Unrepentant: Bush policy-makers hang tough at Hofstra

Last March, academics and former policy-makers during George W. Bush’s presidency gathered for a conference at Hofstra University, to provide a retrospective and preliminary assessment of the Bush II years. Many of its top officials, including George W. himself, refused to attend, deeming it a “hostile environment.”

This is in stark contrast to previous Hofstra presidential conferences, and it says something profound about the unpopularity of the Bush administration and its alienation from the academic community.

The most memorable exchange occurred in a plenary forum involving Porter J. Goss, a former chairman of the House Intelligence Committee who resigned in 2004 to become director of the CIA, and Amy Goodman, of Democracy Now. During the Q & A session, Goss criticized last December’s Senate committee report on the CIA’s use of torture as a cherry-picked document that consisted of a series of half-truths.

Goodman responded by quoting from Senator John McCain, who said that torture “damaged American national security interests and the American reputation as a force for good in the world.” Goss said he respected Senator McCain and what he had sacrificed for “our country,” but that McCain may not have read the report and did not have all the facts.

Goodman also asked pointed questions of John Negroponte, a former deputy secretary of state and ambassador to Iraq, who conceded that “torture is wrong,” and said he had urged caution before going into Iraq. When an audience member asked why, as ambassador, he had failed to reign in death squads allegedly supported by a colonel in the US Army, Negroponte responded by denying that the officer had backed death squads, and suggested that “war is hell.”

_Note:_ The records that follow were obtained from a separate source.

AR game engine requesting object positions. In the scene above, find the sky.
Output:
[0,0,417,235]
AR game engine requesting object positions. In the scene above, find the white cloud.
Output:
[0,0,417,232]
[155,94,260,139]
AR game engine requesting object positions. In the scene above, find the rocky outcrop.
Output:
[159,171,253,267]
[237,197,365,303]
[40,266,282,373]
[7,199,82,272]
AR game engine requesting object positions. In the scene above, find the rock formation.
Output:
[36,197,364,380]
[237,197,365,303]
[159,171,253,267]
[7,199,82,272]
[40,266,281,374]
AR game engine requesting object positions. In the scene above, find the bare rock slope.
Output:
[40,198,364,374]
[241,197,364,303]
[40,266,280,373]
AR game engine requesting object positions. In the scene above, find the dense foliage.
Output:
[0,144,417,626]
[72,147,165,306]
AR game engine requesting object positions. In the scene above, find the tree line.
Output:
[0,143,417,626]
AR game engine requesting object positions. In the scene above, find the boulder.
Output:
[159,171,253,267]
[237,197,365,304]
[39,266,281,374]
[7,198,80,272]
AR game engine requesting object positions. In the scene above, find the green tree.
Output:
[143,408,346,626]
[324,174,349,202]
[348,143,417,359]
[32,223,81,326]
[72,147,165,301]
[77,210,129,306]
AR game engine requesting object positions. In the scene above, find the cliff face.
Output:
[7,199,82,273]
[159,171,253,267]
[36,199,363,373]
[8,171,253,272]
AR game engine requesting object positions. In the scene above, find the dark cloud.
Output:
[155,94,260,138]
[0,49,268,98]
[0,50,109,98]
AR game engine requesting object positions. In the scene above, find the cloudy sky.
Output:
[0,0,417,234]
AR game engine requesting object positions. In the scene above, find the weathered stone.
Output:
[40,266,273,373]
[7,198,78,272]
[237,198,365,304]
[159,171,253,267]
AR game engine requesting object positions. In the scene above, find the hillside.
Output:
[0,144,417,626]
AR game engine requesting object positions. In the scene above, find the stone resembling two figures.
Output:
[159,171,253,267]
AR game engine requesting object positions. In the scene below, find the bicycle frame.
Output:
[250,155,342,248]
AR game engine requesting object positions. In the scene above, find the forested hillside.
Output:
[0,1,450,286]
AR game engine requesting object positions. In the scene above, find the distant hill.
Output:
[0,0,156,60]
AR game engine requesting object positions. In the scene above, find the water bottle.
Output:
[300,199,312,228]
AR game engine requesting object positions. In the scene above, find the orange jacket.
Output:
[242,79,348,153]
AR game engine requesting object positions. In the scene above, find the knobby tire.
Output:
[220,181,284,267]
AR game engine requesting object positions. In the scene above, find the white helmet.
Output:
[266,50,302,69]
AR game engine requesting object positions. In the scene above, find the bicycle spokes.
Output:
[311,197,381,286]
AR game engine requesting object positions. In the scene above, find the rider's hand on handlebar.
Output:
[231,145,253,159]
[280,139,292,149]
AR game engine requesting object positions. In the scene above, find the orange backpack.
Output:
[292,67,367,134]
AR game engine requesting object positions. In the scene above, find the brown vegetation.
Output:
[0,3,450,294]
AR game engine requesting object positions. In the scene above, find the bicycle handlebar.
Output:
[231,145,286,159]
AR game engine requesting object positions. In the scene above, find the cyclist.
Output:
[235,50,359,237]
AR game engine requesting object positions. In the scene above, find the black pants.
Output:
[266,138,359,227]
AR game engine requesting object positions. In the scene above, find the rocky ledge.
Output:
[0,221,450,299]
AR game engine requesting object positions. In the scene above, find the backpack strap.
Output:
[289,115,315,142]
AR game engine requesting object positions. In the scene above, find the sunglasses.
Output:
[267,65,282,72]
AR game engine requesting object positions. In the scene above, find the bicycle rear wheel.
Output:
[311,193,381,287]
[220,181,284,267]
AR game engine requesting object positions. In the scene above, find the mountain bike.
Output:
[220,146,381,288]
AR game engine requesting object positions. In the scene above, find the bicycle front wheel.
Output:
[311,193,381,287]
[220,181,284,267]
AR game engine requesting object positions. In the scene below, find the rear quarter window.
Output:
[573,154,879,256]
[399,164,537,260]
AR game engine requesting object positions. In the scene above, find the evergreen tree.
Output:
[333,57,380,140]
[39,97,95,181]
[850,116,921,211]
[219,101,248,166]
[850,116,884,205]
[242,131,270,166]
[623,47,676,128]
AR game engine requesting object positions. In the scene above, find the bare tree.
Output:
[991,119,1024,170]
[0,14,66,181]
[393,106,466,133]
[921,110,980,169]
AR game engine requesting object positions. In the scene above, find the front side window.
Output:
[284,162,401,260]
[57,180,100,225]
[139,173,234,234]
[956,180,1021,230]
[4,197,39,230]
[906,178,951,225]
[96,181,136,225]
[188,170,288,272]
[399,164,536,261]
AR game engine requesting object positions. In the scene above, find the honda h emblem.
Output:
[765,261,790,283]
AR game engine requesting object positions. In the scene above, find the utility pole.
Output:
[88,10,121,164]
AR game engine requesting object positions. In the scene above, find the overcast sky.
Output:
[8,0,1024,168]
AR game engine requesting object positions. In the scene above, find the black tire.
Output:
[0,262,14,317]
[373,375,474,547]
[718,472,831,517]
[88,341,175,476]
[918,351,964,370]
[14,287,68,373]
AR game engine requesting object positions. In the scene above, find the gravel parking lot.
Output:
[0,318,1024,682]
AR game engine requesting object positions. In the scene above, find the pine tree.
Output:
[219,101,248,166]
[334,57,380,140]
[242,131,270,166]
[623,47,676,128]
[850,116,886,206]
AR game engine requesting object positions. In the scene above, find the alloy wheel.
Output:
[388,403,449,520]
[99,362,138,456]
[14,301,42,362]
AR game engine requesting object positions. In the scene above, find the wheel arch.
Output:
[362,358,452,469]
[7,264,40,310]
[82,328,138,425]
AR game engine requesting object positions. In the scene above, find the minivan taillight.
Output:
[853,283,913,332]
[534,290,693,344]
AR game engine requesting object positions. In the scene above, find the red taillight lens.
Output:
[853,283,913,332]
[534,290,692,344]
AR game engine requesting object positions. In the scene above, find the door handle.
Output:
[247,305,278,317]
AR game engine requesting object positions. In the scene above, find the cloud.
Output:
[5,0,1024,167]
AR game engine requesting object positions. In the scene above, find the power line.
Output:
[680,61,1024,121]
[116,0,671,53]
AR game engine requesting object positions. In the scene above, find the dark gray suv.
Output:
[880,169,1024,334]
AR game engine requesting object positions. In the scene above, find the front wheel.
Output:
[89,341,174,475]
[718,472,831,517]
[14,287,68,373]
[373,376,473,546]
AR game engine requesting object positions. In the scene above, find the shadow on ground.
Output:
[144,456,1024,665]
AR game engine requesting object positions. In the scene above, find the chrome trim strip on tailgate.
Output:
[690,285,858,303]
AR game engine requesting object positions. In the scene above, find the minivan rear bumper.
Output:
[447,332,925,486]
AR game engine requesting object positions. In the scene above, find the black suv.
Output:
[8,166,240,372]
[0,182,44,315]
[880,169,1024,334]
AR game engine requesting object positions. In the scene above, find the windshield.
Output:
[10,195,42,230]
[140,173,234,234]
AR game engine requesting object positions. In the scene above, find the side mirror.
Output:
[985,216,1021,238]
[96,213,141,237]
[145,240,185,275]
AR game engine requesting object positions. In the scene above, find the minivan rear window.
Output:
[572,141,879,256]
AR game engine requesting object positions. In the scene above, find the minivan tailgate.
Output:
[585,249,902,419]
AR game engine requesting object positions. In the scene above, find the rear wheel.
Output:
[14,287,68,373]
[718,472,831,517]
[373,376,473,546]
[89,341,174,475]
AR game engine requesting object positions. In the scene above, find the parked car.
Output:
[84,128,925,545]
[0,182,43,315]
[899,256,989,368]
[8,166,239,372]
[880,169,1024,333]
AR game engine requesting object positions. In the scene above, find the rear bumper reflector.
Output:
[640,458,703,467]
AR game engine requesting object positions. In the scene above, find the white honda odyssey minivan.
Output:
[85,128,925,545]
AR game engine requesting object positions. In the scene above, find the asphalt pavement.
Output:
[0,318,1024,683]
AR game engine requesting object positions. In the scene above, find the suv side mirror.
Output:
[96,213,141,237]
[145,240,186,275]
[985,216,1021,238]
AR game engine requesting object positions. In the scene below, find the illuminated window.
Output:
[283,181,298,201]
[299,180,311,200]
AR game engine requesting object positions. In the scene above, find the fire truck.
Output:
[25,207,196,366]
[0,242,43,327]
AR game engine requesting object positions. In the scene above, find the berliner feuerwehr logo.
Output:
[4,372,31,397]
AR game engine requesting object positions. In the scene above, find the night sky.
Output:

Carolyn Eisenberg, a professor in Hofstra’s history department, responded by stating that Bush’s decisions did not consider popular attitudes at the grass roots. The Bush doctrine implied the strong trampling over the weak, and she bemoaned the billions of dollars spent on war which could have been used to improve conditions domestically.

The conference provided a good beginning for a historical assessment of Bush’s presidency. It is imperative though to move beyond assessment, as Amy Goodman urged, and to hold Bush administration officials accountable for preemptive war, rendition, torture and the suspension of constitutional liberties, which, she argued, have unfortunately continued under Obama.